Photo: Chris Bowden – Royal Society for the Protection of Birds

Ornithologists said this is a landmark initiative to save the small remaining population of Asia’s globally threatened vultures-an example for others like India, Pakistan, Nepal and Cambodia to follow.

According to Saving Asia’s Vultures from Extinction (SAVE), ketoprofen has become the main anti-inflammatory drug used by vets in Bangladesh, so this represents a significant change, and the companies concerned are already stepping up production and improving their formulations of the safe alternative drug, meloxicam.

Non-Steroidal Anti-Inflammatory Drugs (NSAIDs) including diclofenac and ketoprofen are the primary threats to the vultures of South Asia, including Bangladesh.
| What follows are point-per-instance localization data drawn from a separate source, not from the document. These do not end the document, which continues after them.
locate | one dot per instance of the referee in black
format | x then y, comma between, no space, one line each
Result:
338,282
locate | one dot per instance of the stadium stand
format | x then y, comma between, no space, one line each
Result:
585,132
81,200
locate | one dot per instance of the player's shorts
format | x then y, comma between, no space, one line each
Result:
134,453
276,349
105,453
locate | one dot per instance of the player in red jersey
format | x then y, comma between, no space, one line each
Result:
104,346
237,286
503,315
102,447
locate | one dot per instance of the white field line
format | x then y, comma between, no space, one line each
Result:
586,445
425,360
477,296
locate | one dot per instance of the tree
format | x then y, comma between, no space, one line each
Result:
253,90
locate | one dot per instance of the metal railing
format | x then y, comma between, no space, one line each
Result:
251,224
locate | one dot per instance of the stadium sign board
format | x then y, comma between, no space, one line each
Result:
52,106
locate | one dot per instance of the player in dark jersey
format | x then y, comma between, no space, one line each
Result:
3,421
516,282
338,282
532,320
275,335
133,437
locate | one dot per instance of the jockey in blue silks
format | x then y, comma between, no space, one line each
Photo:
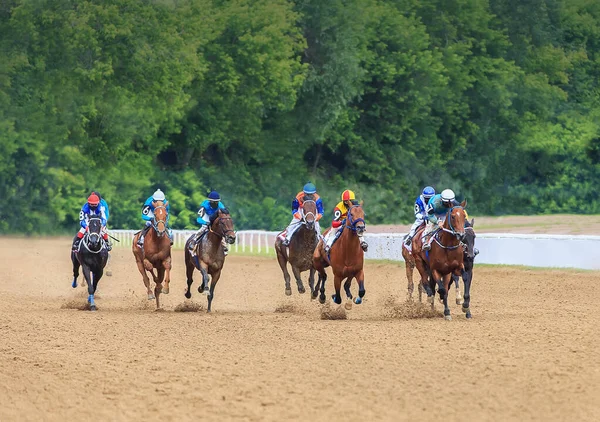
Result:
420,205
148,214
209,208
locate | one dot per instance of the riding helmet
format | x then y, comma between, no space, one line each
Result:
428,192
348,195
214,196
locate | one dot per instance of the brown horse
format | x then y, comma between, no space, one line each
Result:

These drugs were responsible for the catastrophic 99.9 per cent declines of white-rumped vultures in the region.

When these NSAIDs are administered to cattle, and if the cow or buffalo dies within a few days and is consumed by vultures, it causes gout, kidney failure and death in the following days.

Ketoprofen was first demonstrated to be toxic to vultures in trials carried out in South Africa over 10 years ago. The first localized bans came in Bangladesh’s two gazetted Vulture Safe Zones in 2017, covering around one-third of the country.
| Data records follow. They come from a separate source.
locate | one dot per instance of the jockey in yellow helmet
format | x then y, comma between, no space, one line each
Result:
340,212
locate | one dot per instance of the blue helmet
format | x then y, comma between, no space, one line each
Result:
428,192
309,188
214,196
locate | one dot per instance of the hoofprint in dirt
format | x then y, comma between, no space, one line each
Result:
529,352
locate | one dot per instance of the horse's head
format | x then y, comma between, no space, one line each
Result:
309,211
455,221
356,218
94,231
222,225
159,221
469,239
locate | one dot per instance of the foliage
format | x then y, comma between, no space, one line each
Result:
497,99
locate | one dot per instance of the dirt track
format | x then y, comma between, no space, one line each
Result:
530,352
However, making this ban fully effective has been a challenge. Despite the bans and major awareness campaigns, the 2018 undercover pharmacy surveys conducted showed that 62 per cent of veterinary drug suppliers still offer ketoprofen, and that’s only a 10 per cent reduction from earlier, said SAVE.

It has been difficult to control the drug supply in these areas while it remained legally available elsewhere in the country. Hence, the countrywide banning of ketoprofen is such an important step.

Rhys Green of Cambridge University and Chair of SAVE said: “The governments of India, Pakistan, Nepal and Bangladesh were commendably quick to ban veterinary use of the vulture-toxic drug diclofenac over 10 years ago.

“Unfortunately though, they have been slow to ban any other drugs, despite evidence of their toxicity to vultures. Even aceclofenac, a pro-drug of diclofenac, is quickly converted to vulture-toxic diclofenac by the cow’s metabolism, has not been banned yet.”

He added: “Ketoprofen was shown to be toxic to vultures in 2009. Bangladesh has led the way, first by banning veterinary use of the drug in its two Vulture Safe Zones some years ago, and now by banning it throughout the country.”

The vulture, nature’s scavenger, cleans the environment of animal carcasses. Villagers rely on them to dispose of cattle carcasses. The reason, say biologists, for bringing the vultures to the brink of extinction in South Asia mainly to the extensive use of diclofenac in treating cattle.

The population of three of the nine Indian species of vultures-the white-rumped, the long-billed, and the slender-billed have crashed by 90 per cent in the mid-1990s. The birds are now listed as Critically Endangered by the IUCN, the highest threat category ahead of extinction.

The Indian government banned diclofenac veterinary use in 2006, and although this was a crucial step, it has not been fully effective, and there are also now other vulture-toxic drugs in use, warned scientists. Last December, Oman became the first country in the Arabian Peninsula to ban the veterinary use of diclofenac for the conservation of endangered species like vultures and other birds of prey.